Um Alexanders Leiche gab es einen regelrechten Krieg unter den Diadochen, wer sich mit der Totensorge um den König als dessen rechter Erbe präsentieren kann. Später pilgerten die römischen Kaiser von Caesar und Augustus bis ins 3. Jahrhundert unserer Zeit regelrecht zum Grab Alexanders, dem unbesiegbaren Eroberer des Ostens, bis die Erinnerung an seinen Standort verloren ging. Die sorgfältig inszenierte Verbrennung von Caesars Leichnam sicherte kurz nach dessen Tod seinem einstigen Verbündeten Marcus Antonius (86–30 v. Chr.) die Macht, wenn auch nur für kurze Zeit. So gaben Alexander und Caesar nach ihrem Ableben nicht nur eine Legitimität für Nachfolger, sondern auch eine regelrechte Handlungsanleitung ab: Wer über die Leiche eines toten Machthabers verfügt, übernimmt mit dieser auch dessen Herrschaft. Und Caesars Name wurde sogar zu einem Namensbestandteil der römischen Kaiser, bis er, von den Personen losgelöst, selbst zu einem Herrscherbegriff wurde. Über das ostgotische kaisar wurde er in der deutschen Sprache zur Herrscherbezeichnung Kaiser. Auch die altslawischen Sprachen formten für bulgarische, serbische und russische Herrschaftsformen den Titel eines Zaren aus, der denselben Ursprung hat.

Vorbild und Mahnung

Dass nach der Bibel der Alexanderroman der am weitesten verbreitete Stoff des Mittelalters werden konnte, hatte einen einfachen Grund: Der in vielfältigen Fassungen überlieferte Roman gab Antworten auf Fragen der Zeit: Wie hat man sich als guter Ritter zu betragen, wie als wissbegieriger Weltenentdecker? Wie agiert man als freigebiger Herrscher, wie als weiser König? Das alles hatten Dichter, Barden und Troubadoure nämlich schon seit der Spätantike dem Makedonen zugeschrieben, und so bildeten seine Taten bei der Welteneroberei eines der größten Exempelreservoirs des Mittelalters. Doch die Himmel- und Tauchfahrten Alexanders sollten nicht nur den Wissensdurst des Helden zeigen, sondern auch den unausrottbaren Hochmut des Menschen offenbaren.

In der Renaissance wurden dann dramatisch gestaltete Triumph- oder Siegeszüge der beiden Kriegshelden überaus populär, weil zeitgenössische Feldherren auch gern ihre jeweiligen Gegner so hätten besiegen oder im Staub liegen sehen wollen, wie es den beiden einst gelang.
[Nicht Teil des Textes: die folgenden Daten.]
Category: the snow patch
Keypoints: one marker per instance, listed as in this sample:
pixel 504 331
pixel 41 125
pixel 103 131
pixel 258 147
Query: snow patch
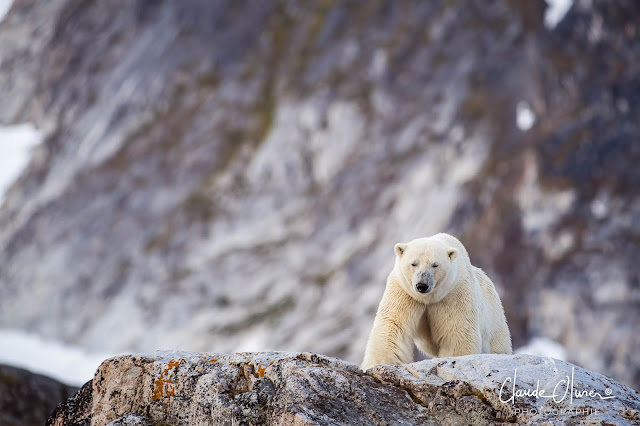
pixel 525 117
pixel 543 346
pixel 16 144
pixel 541 208
pixel 556 11
pixel 5 5
pixel 67 364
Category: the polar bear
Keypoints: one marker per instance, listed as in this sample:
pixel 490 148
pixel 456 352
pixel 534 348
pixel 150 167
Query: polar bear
pixel 436 299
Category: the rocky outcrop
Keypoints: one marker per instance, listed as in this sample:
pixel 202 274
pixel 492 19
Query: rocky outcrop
pixel 27 398
pixel 180 388
pixel 216 173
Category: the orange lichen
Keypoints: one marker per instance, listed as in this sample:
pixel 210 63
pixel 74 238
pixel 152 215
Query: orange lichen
pixel 163 387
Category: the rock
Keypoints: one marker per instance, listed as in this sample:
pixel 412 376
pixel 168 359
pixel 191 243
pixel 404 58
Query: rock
pixel 187 141
pixel 27 398
pixel 182 388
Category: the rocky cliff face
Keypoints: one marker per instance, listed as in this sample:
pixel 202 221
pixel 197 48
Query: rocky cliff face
pixel 180 388
pixel 233 175
pixel 27 398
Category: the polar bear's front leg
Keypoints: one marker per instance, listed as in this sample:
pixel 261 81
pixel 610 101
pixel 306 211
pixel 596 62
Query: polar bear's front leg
pixel 391 339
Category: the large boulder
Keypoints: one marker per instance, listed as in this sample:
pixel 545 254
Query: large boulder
pixel 303 389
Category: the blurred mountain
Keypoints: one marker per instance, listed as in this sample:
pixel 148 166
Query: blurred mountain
pixel 27 398
pixel 233 175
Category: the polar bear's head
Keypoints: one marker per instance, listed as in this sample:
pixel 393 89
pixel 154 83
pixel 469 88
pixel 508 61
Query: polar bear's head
pixel 429 268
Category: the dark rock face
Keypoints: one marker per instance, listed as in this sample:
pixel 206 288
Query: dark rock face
pixel 180 388
pixel 216 174
pixel 27 398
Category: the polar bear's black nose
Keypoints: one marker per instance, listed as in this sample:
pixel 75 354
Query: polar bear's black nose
pixel 423 288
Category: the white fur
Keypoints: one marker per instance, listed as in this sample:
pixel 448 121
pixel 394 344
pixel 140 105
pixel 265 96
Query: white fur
pixel 461 315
Dazu zwei Beispiele: Der italienische Maler Andrea Mantegna (1431–1506) schuf mit seinem Triumph des Caesar, das einen beutebeladenen und gefangenenreichen Militärzug nach dem Sieg Caesars über Gallien darstellen soll, eine Serie von großen Gemälden für den Herzogspalast der Gonzaga in Mantua. Die Anlehnung an den siegreichen Feldherrn sollte natürlich einer Selbstvergewisserung der Familie dienen, geradezu caesargleich über ihre Feinde zu triumphieren. Die Alexanderschlacht von Albrecht Altdorfer (um 1480–1538), ist ein Gemälde, das den Sieg über den persischen Großkönig Dareios III. (um 380–330 v. Chr.) zeigt und das der Maler von 1528 bis 1529 im Auftrag und zum Ruhm des Herzogs Wilhelm IV. von Bayern (1508–1550) geschaffen hat. Es gefiel später noch einem anderen Kriegsherrn. Als Beute im Jahr 1800 nach Frankreich verbracht, kam das Bild kurz darauf in das Schloss nach Saint-Cloud, um die Waschräume Napoleon Bonapartes (1769–1821) zu zieren. Selbst im Bad noch ein Alexander sein, so ungefähr hat man sich wohl den Antrieb zu denken, dieses Motiv genau dort aufzuhängen.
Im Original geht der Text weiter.